Öztin Akgüç

CHP ve yönetimi

19 Ekim 2022 Çarşamba

CHP, resmen 9 Eylül 1923 tarihinde Mustafa Kemal Paşa tarafından, Anadolu ve Rumeli Müdafaai Hukuk Cemiyeti’nin, siyasal partiye dönüştürülmesiyle Halk Fırkası adıyla kurulmuştur. Partinin kuruluş bildirgesinde egemenliğin kayıtsız şartsız ulusa ait olduğu, halkın kendisini yöneteceği, TBMM’nin ulusun tek ve gerçek temsilcisi olduğu vurgulanmıştır.

Mustafa Kemal Paşa’nın Büyük Nutku’nu okuduğu partinin ikinci kurultayında tüzük değişikliğiyle cumhuriyetçilik, milliyetçilik, halkçılık partinin ilkeleri olarak kabul edilmiştir.

Kurultayda “laiklik” sözcüğü kullanılmamakla beraber partinin devlet ve millet işlerinde din ve dünya birbirinden ayırmayı ilke saydığı vurgulanmıştır. Partinin 1931 yılı kurultayında, laiklik, devletçilik ve devrimcilik (inkılapçılık) ilkeleriyle birlikte kabul edilmiştir. Partinin 1935 yılı kurultayında Mustafa Kemal Paşa’nın önerisiyle Müdafaai Hukuk direniş örgütlerinin Anadolu ve Rumeli Müdafaai Hukuk Cemiyeti altında birleşme kararının alındığı Sivas Kongresi (4 Eylül 1919) partinin kuruluşu ve ilk kurultayı olarak kabul edilmiştir. CHP’nin kökeninde emperyalizme karşı direniş, bağımsızlık, ülkenin bütünlüğünü korumak, reddi ilhak vardır. CHP’nin ilkeleri yinelenirse;

Cumhuriyetçilik: Cumhuriyet, halkın egemen olarak kendisini yönettiği, TBMM’nin ulusun tek yetkin temsilcisi olduğu; yetkisini, toplumun verdiği vekâletten aldığı siyasal örgütlenmedir.

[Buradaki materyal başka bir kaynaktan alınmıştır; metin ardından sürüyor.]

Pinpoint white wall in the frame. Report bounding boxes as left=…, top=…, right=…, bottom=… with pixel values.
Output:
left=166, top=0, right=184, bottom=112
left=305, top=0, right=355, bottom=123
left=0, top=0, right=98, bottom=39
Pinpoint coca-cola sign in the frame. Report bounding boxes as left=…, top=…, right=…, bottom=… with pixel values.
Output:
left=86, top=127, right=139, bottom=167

Halkçılık: Halkın yararı için çalışmayı, vatandaş arasında ayrım yapmama, ötekileştirmemeyi, imtiyaz tanımamayı, eşitliği sağlamayı amaçlar.

Milliyetçilik: Ulusal birlik oluşturmayı, ulusal bağımsız devleti, ulusal çıkarları, saygınlığı öncelikle korumayı, savunmayı amaçlar. Milliyetçilik, ülkeye özveriyle hizmettir.

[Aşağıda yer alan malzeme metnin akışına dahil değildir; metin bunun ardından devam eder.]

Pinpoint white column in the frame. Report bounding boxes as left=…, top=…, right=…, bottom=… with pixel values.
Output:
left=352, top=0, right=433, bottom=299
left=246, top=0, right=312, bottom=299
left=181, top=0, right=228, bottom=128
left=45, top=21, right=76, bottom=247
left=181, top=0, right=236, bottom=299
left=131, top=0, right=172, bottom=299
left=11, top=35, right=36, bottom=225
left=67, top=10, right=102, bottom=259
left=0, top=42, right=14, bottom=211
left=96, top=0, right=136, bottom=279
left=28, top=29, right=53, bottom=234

Devletçilik: Mustafa Kemal Paşa (Atatürk) 1932 yılında İzmir Uluslararası Fuarı’nı açış konuşmasında “Türkiye’nin devletçilik sistemi, XIX. yüzyıldan beri sosyalizm teorisyenlerince ortaya atılan fikirlerden etkilenmemiştir. Devletçilik Türkiye’nin ihtiyaçlarından doğmuş Türkiye’ye has bir sistemdir” açıklamasını yapmıştır. Nitekim Türkiye Birinci Sanayi Kalkınma Planı’nı hazırlayarak KİT olarak oluşturulan Sümerbank aracılığıyla uygulanmış, kalkınma sürecine girilmiştir.

Devrimcilik: Ülke ve toplum için iyi sonuçlara ulaşmak amacıyla sürekli köklü değişiklikler düzeltmeler, iyileştirmeler yapmaktır. CHP yalnız Atatürk döneminde değil, 1960-80 döneminde kurduğu koalisyon hükümetlerinde de sürekli düzeltmeler, iyileştirmeler yapmıştır.

Laiklik: Dinin siyasal ve kamusal yaşam üstündeki baskısını, etkisini sınırlayarak, dini kuruluşların yetkisinden bağımsız siyasal ve toplumsal bir sistem oluşturmaktır. Ulusal devlet ancak laiklik temeli üzerine kurulur. Laiklik olmadan, demokrasi, halkın egemenliği halkçılık, milliyetçilik, devrimcilik olmaz. Laiklik Atatürk’ün CHP’nin temel okudur. CHP, bağımsız kalkınmış, saygın, laik Türkiye idealini gerçekleştirmeye odaklanmıştır. 

CHP antiemperyalisttir. Emperyal güçler, ülkede kendilerini muhafazakâr olarak nitelendiren işbirlikçiler bularak, Cumhuriyet ilkelerine, tam bağımsız Türkiye idealine karşı engeller oluşturmuşlardır.

Önemli olan partinin kurucusu, kuruluş amacı ilkeleri, oluşan kurum kimliğidir. Partinin yöneticileri, TBMM grubu gelip geçicidir. Nitekim yakın geçmişte CHP yönetiminde bulunanların belki çoğu partinin üyesi bile değildir. İstifalar, ihraçlar olmuştur.

CHP hakkında değerlendirme, eleştiri yapılırken CHP’nin kurum kimliğiyle günümüz yöneticileri arasında ayrım yapılmalı, CHP özleştirilmemelidir. Yöneticiler de kuruluş amacına, ilkelerine kurum kimliğine uygun davranmalı, kişisel gösterilerden, ego tatmininden kaçınmalıdırlar.